# Distance to ADA bathroom from office space?



## Bill Seegmuller (Oct 24, 2019)

I was asked by the owner of an office building the following question: 

There is an office space on the second floor of his building where the tenant wants to add a bathroom but NOT make it ADA accessible.  There is a public ADA accessible bathroom in the hallway outside the office space.  Because of this public ADA bathroom, does that preclude the tenant from making his bathroom ADA accessible?  I was told the public ADA bathroom has to be within a certain distance from the office.

I have been searching for the answer to this with no luck.  I would appreciate any help!


----------



## classicT (Oct 24, 2019)

Unless you can comply with one of the (7) exceptions provided in IBC 1109.2, the bathroom shall be constructed with accessible features.


*1109.2 Toilet and Bathing Facilities*
Each toilet room and bathing room shall be _accessible_. Where a floor level is not required to be connected by an _accessible route_, the only toilet rooms or bathing rooms provided within the facility shall not be located on the inaccessible floor. Except as provided for in Sections 1109.2.2 and 1109.2.3, at least one of each type of fixture, element, control or dispenser in each accessible toilet room and bathing room shall be _accessible_.
*Exceptions:*
1. Toilet rooms or bathing rooms accessed only through a private office, not for _common _or _public use _and intended for use by a single occupant, shall be permitted to comply with the specific exceptions in ICC A117.1.
2. This section is not applicable to toilet and bathing rooms that serve _dwelling units _or _sleeping units _that are not required to be _accessible _by Section 1107.
3. Where multiple single-user toilet rooms or bathing rooms are clustered at a single location, at least 50 percent but not less than one room for each use at each cluster shall be _accessible_.
4. Where no more than one urinal is provided in a toilet room or bathing room, the urinal is not required to be _accessible_.
5. Toilet rooms or bathing rooms that are part of critical care or intensive care patient sleeping rooms serving _Accessible units _are not required to be _accessible_.
6. Toilet rooms or bathing rooms designed for bariatrics patients are not required to comply with the toilet room and bathing room requirement in ICC A117.1. The _sleeping units _served by bariatrics toilet or bathing rooms shall not count toward the required number of _Accessible sleeping units._
7. Where toilet facilities are primarily for children's use, required _accessible _water closets, toilet compartments and lavatories shall be permitted to comply with children's provision of ICC A117.1.​


----------



## Rick18071 (Oct 24, 2019)

2015 IPC
403.3.3 Location of toilet facilities in occupancies other
than malls. In occupancies other than covered and open
mall buildings, the required public and employee toilet
facilities shall be located not more than one story above or
below the space required to be provided with toilet facilities,
and the path of travel to such facilities shall not
exceed a distance of 500 feet (152 m).
Exception: The location and maximum distances of
travel to required employee facilities in factory and
industrial occupancies are permitted to exceed that
required by this section, provided that the location and
maximum distance of travel are approved.


----------



## e hilton (Oct 24, 2019)

Ty ... seems like exception 1 fits the situation.


----------



## classicT (Oct 24, 2019)

e hilton said:


> Ty ... seems like exception 1 fits the situation.
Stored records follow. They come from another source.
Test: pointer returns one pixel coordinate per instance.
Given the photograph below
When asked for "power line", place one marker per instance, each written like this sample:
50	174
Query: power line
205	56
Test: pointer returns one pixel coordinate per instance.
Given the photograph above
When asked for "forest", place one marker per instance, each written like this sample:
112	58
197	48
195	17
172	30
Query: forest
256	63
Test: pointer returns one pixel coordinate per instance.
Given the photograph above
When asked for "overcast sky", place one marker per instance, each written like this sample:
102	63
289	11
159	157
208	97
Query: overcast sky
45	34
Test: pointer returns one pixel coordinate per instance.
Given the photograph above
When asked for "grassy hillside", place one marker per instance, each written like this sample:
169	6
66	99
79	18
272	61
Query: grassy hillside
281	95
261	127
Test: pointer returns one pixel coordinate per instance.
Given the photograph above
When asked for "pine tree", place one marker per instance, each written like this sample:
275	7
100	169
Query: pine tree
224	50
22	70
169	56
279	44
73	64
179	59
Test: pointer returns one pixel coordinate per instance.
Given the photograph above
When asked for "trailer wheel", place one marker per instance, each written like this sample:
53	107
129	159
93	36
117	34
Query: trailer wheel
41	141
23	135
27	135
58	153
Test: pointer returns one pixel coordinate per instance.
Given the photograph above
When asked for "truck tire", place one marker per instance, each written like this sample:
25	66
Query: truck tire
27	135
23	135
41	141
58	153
If you follow exception #1, be forewarned that not much is really exempted. Basically, requires the bathroom to be built in a way that allows it to be easily convertible to an accessible restroom. 
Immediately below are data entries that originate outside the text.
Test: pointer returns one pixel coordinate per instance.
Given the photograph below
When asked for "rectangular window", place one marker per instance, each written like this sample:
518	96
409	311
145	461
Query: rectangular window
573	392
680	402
I.E. - may not install grab bars, but blocking is still required.


----------



## Bill Seegmuller (Oct 24, 2019)

Ty J. said:


> If you follow exception #1, be forewarned that not much is really exempted. Basically, requires the bathroom to be built in a way that allows it to be easily convertible to an accessible restroom.
> 
> I.E. - may not install grab bars, but blocking is still required.
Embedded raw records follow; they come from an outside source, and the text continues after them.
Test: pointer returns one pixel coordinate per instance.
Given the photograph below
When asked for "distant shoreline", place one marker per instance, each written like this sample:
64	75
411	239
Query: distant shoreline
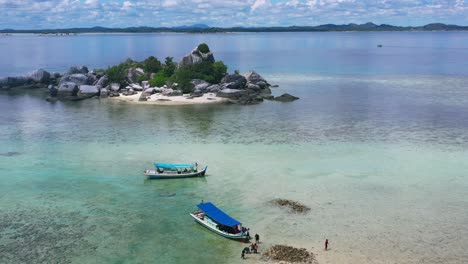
367	27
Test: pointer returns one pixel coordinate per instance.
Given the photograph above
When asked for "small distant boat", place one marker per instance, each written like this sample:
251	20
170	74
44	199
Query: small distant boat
175	171
219	222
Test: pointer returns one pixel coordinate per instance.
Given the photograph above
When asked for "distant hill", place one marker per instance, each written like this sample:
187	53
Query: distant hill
202	28
192	26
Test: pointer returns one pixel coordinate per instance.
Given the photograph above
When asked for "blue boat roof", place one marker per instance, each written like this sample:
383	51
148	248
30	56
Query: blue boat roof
173	166
217	215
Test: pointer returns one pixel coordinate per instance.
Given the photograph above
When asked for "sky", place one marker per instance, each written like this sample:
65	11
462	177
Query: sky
52	14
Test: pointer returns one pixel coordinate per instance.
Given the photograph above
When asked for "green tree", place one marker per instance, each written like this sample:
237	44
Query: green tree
219	71
169	66
152	65
203	48
159	79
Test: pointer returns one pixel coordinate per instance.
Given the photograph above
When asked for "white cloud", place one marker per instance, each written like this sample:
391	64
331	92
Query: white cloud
259	4
225	13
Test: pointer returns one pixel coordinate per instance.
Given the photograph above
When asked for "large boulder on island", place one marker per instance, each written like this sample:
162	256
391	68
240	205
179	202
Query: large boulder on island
136	87
200	54
255	78
40	76
102	81
286	98
234	81
200	85
19	81
213	88
115	87
133	74
88	89
67	89
233	94
78	69
78	79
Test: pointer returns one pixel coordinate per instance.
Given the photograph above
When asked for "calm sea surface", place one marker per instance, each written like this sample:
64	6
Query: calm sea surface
377	147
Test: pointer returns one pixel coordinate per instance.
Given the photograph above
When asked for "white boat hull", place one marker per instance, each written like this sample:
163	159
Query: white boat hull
239	236
153	174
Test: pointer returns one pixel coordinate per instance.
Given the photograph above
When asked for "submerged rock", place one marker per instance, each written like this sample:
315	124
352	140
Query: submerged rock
290	254
295	206
286	98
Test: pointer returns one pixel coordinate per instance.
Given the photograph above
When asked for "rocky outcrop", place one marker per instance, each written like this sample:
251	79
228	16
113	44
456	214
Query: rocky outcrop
76	70
78	79
102	81
286	98
255	78
39	76
234	81
295	206
145	85
35	79
67	89
288	254
88	90
135	87
104	93
149	91
134	73
232	94
196	56
175	93
142	97
115	87
213	88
This is what I found as well - The dimensions of the bathroom have to be ADA, but the fixtures do not, and no grab bars are required.  This will work for the building owner - they just want a nicely appointed bathroom without the ADA bars and fixtures.


----------



## Yikes (Oct 24, 2019)

Bill, in what state/jurisdiction is the project located (so that we know we are giving you the applicable code response)?


----------



## Bill Seegmuller (Oct 25, 2019)

Yikes said:


> Bill, in what state/jurisdiction is the project located (so that we know we are giving you the applicable code response)?



New York state.


----------



## mark handler (Oct 25, 2019)

Ty J. said:


> *1109.2 Toilet and Bathing Facilities*
> 
> *Exceptions:*
> 1. Toilet rooms or bathing rooms accessed only through a private office, not for _common _or _public use _and intended for use by a single occupant, shall be permitted to comply with the specific exceptions in ICC A117.1.​



As stated by Ty; you will need to comply with A117.1.


----------



## Tim Mailloux (Oct 28, 2019)

e hilton said:


> Ty ... seems like exception 1 fits the situation.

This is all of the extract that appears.